Now Christ's life is not the only thing Christians hold to be true, or even the entirety of the message we claim God sent to us. But it is the core--which is why we embraced the (originally derogative) term "Christians" and hold it as our own.
But there was this other guy, a very smart and compassionate guy, who saw a lot of the greed and hypocrisy of the world, and decided that it was completely broken. The rich, he saw, generally stay rich at any cost, while telling the poor stories that make them content enough to keep working. These stories took many forms--some of them were histories, in which first kings and later self-starters were idolized as Great and Noble, and any small indiscretions or vileness glossed over as part of their secular beatification. Some of them were religions, which the rich use to say "blessed are the poor" while keeping money for themselves. Some of these are, well, stories, which all have hidden "ideologies," or values which they espouse as either good or bad.
For him, the only way to escape these troubles was to associate himself with the powerless and not the powerful. The only good stories, really, were the peasant stories, the proletarian stories, because these were the honest speeches of oppressed peoples as opposed to the oppressive ideologies of the rich. The only good religion, really, was the worship of the peasant, because all our images of god are a form of worshiping the ultimate power, and therefore presupposes a natural (and oppressive) hierarchy of power. The only good fiction is that which doesn't corrupt, that which hasn't been sophisticated in order to systematize oppression but expresses the communal experience of united peasants.
Now one could argue that neither ideal has ever been fully put into practice in a social sense. Christianity, as one could argue (and many have), is that way because of its central paradox--even Christians are redeemed only through a process, and the fallen nature of humanity perpetuates the power-based kingdoms of earth. It is, in a very strong sense, a religion of longing for heaven far more than a religion enabling earthly happiness. Marxism failed because, not to put too fine a point on it, those who lead Marxist revolutions had a sneaky tendency to grab what power they can and then destroy anything that threatens their positions at the top of a power chain.

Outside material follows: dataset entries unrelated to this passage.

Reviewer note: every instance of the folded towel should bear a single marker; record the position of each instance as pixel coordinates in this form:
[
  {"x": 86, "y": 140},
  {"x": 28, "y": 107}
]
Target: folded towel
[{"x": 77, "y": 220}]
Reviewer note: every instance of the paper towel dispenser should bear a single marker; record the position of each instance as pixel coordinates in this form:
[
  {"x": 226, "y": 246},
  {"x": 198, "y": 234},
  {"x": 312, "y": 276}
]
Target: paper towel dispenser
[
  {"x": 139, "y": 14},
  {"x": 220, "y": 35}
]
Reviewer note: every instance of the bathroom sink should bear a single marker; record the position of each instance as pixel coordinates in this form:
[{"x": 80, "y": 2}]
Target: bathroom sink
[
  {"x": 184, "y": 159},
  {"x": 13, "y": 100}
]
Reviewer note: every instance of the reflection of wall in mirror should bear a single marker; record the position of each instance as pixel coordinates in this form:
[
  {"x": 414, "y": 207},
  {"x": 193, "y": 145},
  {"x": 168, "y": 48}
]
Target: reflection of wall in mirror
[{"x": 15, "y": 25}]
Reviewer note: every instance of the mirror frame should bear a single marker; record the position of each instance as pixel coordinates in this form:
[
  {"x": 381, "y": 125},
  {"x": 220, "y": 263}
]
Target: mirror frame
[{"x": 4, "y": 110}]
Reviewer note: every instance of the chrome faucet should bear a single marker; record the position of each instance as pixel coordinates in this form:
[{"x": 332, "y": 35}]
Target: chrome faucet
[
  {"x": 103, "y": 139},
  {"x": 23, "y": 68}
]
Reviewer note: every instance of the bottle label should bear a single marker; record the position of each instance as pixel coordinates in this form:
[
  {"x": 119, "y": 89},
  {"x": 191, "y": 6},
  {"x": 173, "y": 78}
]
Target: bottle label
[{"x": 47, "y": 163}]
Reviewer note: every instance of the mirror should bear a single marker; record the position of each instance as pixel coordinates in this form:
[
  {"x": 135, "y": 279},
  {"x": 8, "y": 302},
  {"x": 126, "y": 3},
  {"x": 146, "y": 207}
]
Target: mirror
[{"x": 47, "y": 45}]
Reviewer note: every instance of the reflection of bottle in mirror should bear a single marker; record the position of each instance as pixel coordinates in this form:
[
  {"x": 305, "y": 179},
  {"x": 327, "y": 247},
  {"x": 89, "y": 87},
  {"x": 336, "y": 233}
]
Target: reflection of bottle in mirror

Now all of this, for me, puts a very interesting slant on the recent Pullman debate. Basically, and not to put too fine a point on it, a lot of Christians(1) seem to object to Pullman's books because, however well-written they are, they exist as expressions of an atheistic ideology (however strongly based in Christian thought and values.) For this reason, the Catholic League (for instance) has expressed a desire for a boycott of the movie on the hopes that no sequels will be made. The correlary, of course, is that a specifically Christian art should replace the secular, dangerous art of Pullman and his ilk; and Christians should only consume those products since they are written from the Christian ideological perspective. By replacing vehicles of "secular" or "pagan" ideology with vehicles of "Christian" ideology by exertions of financial power, the world can (according to such reasoning) be made into a more Christian place--that is, a place where the ideas and truths of Christ take precedence over the ideas and truths of man.
Funny thing, though. The methodology I see (villification of the dissenter, a strong sense of the necessity of group solidarity, communal use of power to suppress potentially evil ideas) seems to follow the pattern of one of these world-changing individuals. Guess who?
(1) Leaving aside, for the moment, the issue of Pullman's novels being given to children who are not sufficiently capable of reasoning through the arguments implicit in Pullman's books. After all, it does seem fundamental to Christianity to direct a child's life clearly, and limit early temptations to evil. Even Christ himself was raised as a good Jew.